In addition, and critically here, in order to pursue a claim in federal court for employment discrimination under either Title VII or the ADA, a plaintiff is required to first file a charge of discrimination with EEOC, or a state or local agency charged with investigating claims of discrimination in employment, and receive a right-to-sue notice. See 42 U.S.C. §§ 2000e-5( e ), (f); 42 U.S.C. § 121l7(a); Deravin v. Kerik, 335 F.3d 195, 200 (2d Cir. 2003).
Applying these well-recognized pleading standards, it is clear that the complaint filed by Santos fails to state a claim under Title VII or the ADA. It states only that plaintiff is Philippine American and suffered injuries in a car accident.
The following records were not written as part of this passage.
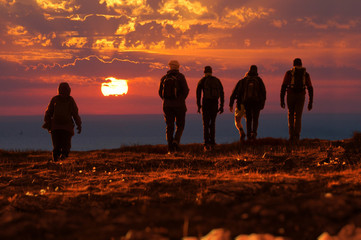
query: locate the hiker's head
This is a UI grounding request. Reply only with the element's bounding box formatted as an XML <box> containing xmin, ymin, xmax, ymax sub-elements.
<box><xmin>293</xmin><ymin>58</ymin><xmax>302</xmax><ymax>67</ymax></box>
<box><xmin>204</xmin><ymin>66</ymin><xmax>212</xmax><ymax>75</ymax></box>
<box><xmin>168</xmin><ymin>60</ymin><xmax>179</xmax><ymax>70</ymax></box>
<box><xmin>248</xmin><ymin>65</ymin><xmax>258</xmax><ymax>75</ymax></box>
<box><xmin>58</xmin><ymin>82</ymin><xmax>71</xmax><ymax>96</ymax></box>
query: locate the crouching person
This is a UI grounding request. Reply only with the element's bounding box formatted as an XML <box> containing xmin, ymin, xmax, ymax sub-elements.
<box><xmin>43</xmin><ymin>82</ymin><xmax>82</xmax><ymax>162</ymax></box>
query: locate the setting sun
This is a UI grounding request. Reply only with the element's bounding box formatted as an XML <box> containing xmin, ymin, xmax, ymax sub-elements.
<box><xmin>101</xmin><ymin>77</ymin><xmax>128</xmax><ymax>96</ymax></box>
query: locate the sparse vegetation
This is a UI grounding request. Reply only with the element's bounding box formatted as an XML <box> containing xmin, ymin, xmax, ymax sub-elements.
<box><xmin>0</xmin><ymin>138</ymin><xmax>361</xmax><ymax>239</ymax></box>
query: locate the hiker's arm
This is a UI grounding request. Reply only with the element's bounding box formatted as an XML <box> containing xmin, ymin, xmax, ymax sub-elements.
<box><xmin>72</xmin><ymin>98</ymin><xmax>82</xmax><ymax>133</ymax></box>
<box><xmin>280</xmin><ymin>72</ymin><xmax>290</xmax><ymax>108</ymax></box>
<box><xmin>306</xmin><ymin>74</ymin><xmax>313</xmax><ymax>110</ymax></box>
<box><xmin>261</xmin><ymin>79</ymin><xmax>267</xmax><ymax>109</ymax></box>
<box><xmin>44</xmin><ymin>98</ymin><xmax>54</xmax><ymax>124</ymax></box>
<box><xmin>218</xmin><ymin>79</ymin><xmax>224</xmax><ymax>109</ymax></box>
<box><xmin>181</xmin><ymin>74</ymin><xmax>189</xmax><ymax>99</ymax></box>
<box><xmin>196</xmin><ymin>78</ymin><xmax>204</xmax><ymax>110</ymax></box>
<box><xmin>42</xmin><ymin>98</ymin><xmax>54</xmax><ymax>131</ymax></box>
<box><xmin>158</xmin><ymin>77</ymin><xmax>165</xmax><ymax>99</ymax></box>
<box><xmin>229</xmin><ymin>81</ymin><xmax>240</xmax><ymax>108</ymax></box>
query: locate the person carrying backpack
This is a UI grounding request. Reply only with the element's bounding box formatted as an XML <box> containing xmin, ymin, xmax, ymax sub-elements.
<box><xmin>158</xmin><ymin>60</ymin><xmax>189</xmax><ymax>153</ymax></box>
<box><xmin>42</xmin><ymin>82</ymin><xmax>82</xmax><ymax>162</ymax></box>
<box><xmin>281</xmin><ymin>58</ymin><xmax>313</xmax><ymax>141</ymax></box>
<box><xmin>196</xmin><ymin>66</ymin><xmax>224</xmax><ymax>151</ymax></box>
<box><xmin>237</xmin><ymin>65</ymin><xmax>266</xmax><ymax>140</ymax></box>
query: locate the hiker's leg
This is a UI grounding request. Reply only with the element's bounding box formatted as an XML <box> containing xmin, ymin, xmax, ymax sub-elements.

The complaint does not provide even the basic facts regarding her employment and any alleged adverse employment actions taken against her on the basis of her race, national origin and/or her disability status. Moreover, Santos has not established that she received a right-to-sue notice from EEOC or a state or local agency tasked with similar authority and responsibilities.
Conclusion For the foregoing reasons, Santos has failed to state a claim of employment discrimination upon which relief may be granted, obligating the Court to dismiss any and all such claims pursuant to 28 U.S.C. § 1915(e)(2)(B)(ii). However, this dismissal is without prejudice and with leave to amend her claim, should Santos be able, in good faith, to assert facts supporting each amended claim. Plaintiff must also indicate that she has exhausted the administrative remedies previously described and submit a right-to-sue letter from EEOC or similar agency by attaching it to her amended complaint.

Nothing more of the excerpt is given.